Encoding Visual Sensitivity by MaxPol Convolution Filters for Image Sharpness Assessment.

Abstract

In this paper, we propose a novel design of Human Visual System (HVS) response in a convolutional filter form to decompose meaningful features that are closely tied with image sharpness level. No-reference (NR) Image sharpness assessment (ISA) techniques have emerged as the standard of image quality assessment in diverse imaging applications. Despite their high correlation with subjective scoring, they are challenging for practical considerations due to high computational cost and lack of scalability across different image blurs. We bridge this gap by synthesizing the HVS response as a linear combination of Finite Impulse Response (FIR) derivative filters to boost the falloff of high band frequency magnitudes in natural imaging paradigm. The numerical implementation of the HVS filter is carried out with MaxPol filter library that can be arbitrarily set for any differential orders and cutoff frequencies to balance out the estimation of informative features and noise sensitivities.
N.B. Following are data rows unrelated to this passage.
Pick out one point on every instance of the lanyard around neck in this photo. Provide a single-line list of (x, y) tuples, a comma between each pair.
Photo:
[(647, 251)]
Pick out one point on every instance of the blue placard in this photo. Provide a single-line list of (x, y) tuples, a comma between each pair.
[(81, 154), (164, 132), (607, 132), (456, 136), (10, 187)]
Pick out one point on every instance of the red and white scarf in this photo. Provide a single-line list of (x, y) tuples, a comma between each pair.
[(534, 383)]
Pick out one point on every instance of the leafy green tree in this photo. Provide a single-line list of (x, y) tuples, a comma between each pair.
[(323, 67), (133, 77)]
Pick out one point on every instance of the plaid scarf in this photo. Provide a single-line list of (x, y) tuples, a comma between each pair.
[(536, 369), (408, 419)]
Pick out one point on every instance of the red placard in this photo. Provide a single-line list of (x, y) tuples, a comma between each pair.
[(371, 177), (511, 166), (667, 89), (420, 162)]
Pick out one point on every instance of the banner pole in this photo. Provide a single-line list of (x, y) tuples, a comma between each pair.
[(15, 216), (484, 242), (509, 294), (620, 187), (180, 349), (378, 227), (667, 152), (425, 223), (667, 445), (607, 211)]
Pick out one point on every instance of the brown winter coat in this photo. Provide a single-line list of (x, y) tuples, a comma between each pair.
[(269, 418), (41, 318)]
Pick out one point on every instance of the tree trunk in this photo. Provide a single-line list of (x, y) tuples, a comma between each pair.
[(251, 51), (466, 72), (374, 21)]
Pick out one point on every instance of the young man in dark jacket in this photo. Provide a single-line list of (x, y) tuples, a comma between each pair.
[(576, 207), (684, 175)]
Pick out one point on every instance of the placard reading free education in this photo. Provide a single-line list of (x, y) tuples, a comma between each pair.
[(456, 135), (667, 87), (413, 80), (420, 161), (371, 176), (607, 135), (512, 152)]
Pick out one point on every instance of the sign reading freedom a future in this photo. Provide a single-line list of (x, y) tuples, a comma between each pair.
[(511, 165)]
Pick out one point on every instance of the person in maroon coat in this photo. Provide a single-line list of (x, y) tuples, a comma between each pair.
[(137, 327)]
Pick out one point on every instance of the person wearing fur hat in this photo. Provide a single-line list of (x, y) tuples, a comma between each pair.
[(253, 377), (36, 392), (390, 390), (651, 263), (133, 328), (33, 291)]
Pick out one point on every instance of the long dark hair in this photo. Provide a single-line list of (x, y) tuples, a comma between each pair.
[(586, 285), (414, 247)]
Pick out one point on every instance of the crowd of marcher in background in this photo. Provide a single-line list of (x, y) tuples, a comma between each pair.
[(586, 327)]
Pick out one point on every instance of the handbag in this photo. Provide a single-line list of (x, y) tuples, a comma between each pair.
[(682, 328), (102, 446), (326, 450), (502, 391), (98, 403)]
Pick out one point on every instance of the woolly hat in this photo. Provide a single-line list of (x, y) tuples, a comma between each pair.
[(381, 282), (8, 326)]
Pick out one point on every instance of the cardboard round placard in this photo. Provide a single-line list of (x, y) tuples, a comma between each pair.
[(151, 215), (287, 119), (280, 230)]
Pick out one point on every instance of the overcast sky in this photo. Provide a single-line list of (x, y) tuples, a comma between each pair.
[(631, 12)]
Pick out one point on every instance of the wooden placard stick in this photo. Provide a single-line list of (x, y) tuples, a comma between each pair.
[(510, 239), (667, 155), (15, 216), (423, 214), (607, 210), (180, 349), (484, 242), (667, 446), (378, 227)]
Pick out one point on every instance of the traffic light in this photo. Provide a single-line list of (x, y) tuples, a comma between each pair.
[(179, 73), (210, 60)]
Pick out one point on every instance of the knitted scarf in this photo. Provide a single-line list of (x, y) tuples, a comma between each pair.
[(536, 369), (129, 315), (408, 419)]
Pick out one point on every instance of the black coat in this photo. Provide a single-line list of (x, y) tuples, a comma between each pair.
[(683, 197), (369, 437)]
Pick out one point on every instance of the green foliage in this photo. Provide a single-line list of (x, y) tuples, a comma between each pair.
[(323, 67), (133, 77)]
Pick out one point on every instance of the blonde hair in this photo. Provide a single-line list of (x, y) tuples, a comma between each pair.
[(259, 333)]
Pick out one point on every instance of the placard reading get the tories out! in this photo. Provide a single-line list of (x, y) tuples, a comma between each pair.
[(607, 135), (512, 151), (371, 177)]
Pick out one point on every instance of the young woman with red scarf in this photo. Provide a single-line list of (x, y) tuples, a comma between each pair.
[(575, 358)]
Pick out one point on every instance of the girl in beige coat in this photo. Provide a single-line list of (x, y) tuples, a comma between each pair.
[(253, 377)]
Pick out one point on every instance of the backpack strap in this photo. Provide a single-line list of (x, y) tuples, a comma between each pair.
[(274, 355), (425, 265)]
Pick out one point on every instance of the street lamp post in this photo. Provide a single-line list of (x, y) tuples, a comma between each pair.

Utilized by HVS filter, we then design an innovative NR-ISA metric called "HVS-MaxPol" that (a) requires minimal computational cost, (b) produce high correlation accuracy with image sharpness level, and (c) scales to assess synthetic and natural image blur. Specifically, the synthetic blur images are constructed by blurring the raw images using Gaussian filter, while natural blur is observed from real-life application such as motion, out-of-focus, luminance contrast, etc. Furthermore, we create a natural benchmark database in digital pathology for validation of image focus quality in whole slide imaging systems called "FocusPath" consisting of 864 blurred images. Thorough experiments are designed to test and validate the efficiency of HVS-MaxPol across different blur databases and state-of-the-art NR-ISA metrics. The experiment result indicates that our metric has the best overall performance with respect to speed, accuracy and scalability.